Current offshore wind capacity in the European Union stands at almost 20 gigawatts, and under current policies, that is set to rise to nearly 130 gigawatts by 2040.
However, if EU countries meet their stated carbon-neutrality aims, offshore wind capacity would jump to around 180 gigawatts by 2040 and become Europe’s largest single source of electricity, the IEA says.
But that could be boosted even further, the authors say. An even more ambitious vision – in which government policies drive an increase in demand for clean hydrogen produced by offshore wind – could push European offshore wind capacity “dramatically higher”.
In this scenario, electricity generated by wind turbines would be used to split water molecules into hydrogen and oxygen atoms, with the hydrogen then being stored and ultimately blended with normal gas supplies to heat houses or fuel vehicles. It could also be recycled to generate more clean electricity.
Meanwhile, China is set to take the lead from the UK as the nation producing the most energy from offshore wind.
“By around 2025, China is likely to have the largest offshore wind fleet of any country, overtaking the United Kingdom,” the IEA said. “China’s offshore wind capacity is set to rise from 4 gigawatts today to 110 gigawatts by 2040. Policies designed to meet global sustainable energy goals could push that even higher to above 170 gigawatts.”

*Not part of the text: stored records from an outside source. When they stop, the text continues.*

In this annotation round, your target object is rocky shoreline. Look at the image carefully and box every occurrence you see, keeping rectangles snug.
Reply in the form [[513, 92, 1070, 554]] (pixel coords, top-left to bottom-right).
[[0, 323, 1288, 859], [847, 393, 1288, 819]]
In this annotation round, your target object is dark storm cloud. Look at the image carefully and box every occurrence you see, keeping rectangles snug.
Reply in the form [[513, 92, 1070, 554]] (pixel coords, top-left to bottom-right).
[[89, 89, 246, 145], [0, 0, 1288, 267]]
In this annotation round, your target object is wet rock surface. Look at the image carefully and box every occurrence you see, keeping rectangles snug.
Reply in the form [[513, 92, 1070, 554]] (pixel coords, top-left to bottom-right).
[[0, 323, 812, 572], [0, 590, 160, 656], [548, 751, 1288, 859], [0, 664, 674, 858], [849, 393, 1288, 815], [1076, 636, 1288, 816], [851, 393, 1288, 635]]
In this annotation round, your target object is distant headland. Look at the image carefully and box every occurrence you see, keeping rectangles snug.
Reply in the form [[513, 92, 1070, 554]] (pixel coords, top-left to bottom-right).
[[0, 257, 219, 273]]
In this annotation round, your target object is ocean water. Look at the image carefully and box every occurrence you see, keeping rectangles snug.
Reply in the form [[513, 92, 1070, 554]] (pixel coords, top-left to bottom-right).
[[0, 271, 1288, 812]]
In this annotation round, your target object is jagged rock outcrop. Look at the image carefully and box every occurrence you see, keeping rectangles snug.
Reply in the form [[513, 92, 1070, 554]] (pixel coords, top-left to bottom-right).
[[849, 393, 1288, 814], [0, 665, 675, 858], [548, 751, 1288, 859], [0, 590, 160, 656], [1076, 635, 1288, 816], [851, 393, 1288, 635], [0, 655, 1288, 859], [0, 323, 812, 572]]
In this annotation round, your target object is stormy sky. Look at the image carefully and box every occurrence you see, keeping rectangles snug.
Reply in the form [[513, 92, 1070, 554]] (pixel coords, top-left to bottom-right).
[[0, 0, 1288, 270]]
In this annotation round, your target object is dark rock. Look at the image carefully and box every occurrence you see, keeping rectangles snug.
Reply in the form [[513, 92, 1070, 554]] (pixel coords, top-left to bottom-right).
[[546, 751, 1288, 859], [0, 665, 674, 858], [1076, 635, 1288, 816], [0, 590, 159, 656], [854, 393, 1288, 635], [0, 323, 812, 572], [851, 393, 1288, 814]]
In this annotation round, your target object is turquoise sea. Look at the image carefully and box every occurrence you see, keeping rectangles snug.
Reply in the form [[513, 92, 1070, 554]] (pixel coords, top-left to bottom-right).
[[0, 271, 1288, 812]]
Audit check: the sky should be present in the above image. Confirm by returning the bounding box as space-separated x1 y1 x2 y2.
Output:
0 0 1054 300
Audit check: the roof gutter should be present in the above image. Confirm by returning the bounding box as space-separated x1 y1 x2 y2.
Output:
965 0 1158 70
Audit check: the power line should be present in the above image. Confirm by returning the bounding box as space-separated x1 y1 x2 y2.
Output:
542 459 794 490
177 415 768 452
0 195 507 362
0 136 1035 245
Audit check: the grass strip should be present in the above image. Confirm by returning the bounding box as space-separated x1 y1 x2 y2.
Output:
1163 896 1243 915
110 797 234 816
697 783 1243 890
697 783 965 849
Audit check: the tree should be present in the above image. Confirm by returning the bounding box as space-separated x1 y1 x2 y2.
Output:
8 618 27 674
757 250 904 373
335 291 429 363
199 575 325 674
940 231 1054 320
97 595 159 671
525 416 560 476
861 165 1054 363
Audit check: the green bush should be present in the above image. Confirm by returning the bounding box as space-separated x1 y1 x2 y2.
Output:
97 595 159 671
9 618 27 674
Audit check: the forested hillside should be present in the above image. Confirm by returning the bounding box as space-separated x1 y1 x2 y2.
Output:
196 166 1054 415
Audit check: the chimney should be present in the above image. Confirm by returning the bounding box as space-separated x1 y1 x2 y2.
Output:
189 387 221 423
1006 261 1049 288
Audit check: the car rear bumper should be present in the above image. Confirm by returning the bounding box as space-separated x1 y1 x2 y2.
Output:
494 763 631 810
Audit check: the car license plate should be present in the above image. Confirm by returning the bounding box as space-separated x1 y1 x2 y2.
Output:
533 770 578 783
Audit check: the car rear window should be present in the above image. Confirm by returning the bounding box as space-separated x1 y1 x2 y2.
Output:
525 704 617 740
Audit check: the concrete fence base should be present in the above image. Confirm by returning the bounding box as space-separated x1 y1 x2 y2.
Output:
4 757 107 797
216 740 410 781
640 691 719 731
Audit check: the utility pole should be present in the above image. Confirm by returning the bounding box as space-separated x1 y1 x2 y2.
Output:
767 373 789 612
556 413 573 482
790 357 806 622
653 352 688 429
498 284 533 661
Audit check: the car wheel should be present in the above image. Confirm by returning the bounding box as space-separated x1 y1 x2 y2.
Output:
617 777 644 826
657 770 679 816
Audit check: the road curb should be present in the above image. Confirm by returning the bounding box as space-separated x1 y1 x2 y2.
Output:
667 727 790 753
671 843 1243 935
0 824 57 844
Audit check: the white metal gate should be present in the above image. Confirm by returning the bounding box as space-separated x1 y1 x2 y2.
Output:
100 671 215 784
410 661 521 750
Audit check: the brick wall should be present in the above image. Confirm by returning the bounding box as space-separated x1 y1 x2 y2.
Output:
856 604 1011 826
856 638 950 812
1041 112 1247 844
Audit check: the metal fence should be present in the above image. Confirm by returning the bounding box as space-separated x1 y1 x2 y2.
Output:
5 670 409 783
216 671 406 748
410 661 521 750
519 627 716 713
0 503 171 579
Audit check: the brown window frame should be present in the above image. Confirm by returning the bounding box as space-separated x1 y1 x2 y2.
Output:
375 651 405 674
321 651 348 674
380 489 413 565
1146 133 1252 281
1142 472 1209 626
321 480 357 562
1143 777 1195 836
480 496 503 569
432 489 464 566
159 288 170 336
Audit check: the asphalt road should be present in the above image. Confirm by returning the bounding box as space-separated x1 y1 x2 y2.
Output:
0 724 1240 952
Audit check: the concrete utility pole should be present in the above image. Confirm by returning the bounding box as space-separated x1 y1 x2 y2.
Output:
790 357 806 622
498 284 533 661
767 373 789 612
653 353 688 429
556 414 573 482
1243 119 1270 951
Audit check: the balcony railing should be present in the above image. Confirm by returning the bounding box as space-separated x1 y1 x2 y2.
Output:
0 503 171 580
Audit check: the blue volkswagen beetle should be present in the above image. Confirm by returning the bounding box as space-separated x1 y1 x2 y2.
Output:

The technology is particularly attractive in China, where major efforts are under way to reduce air pollution. Offshore wind farms can also be built near many of the country’s major population centres.
The IEA said one of the most important technological advancements in offshore wind is the development of floating turbines that could be deployed further out at sea.
“In theory, [floating turbines] could enable offshore wind to meet the entire electricity demand of several key electricity markets several times over, including Europe, the United States and Japan,” the agency said.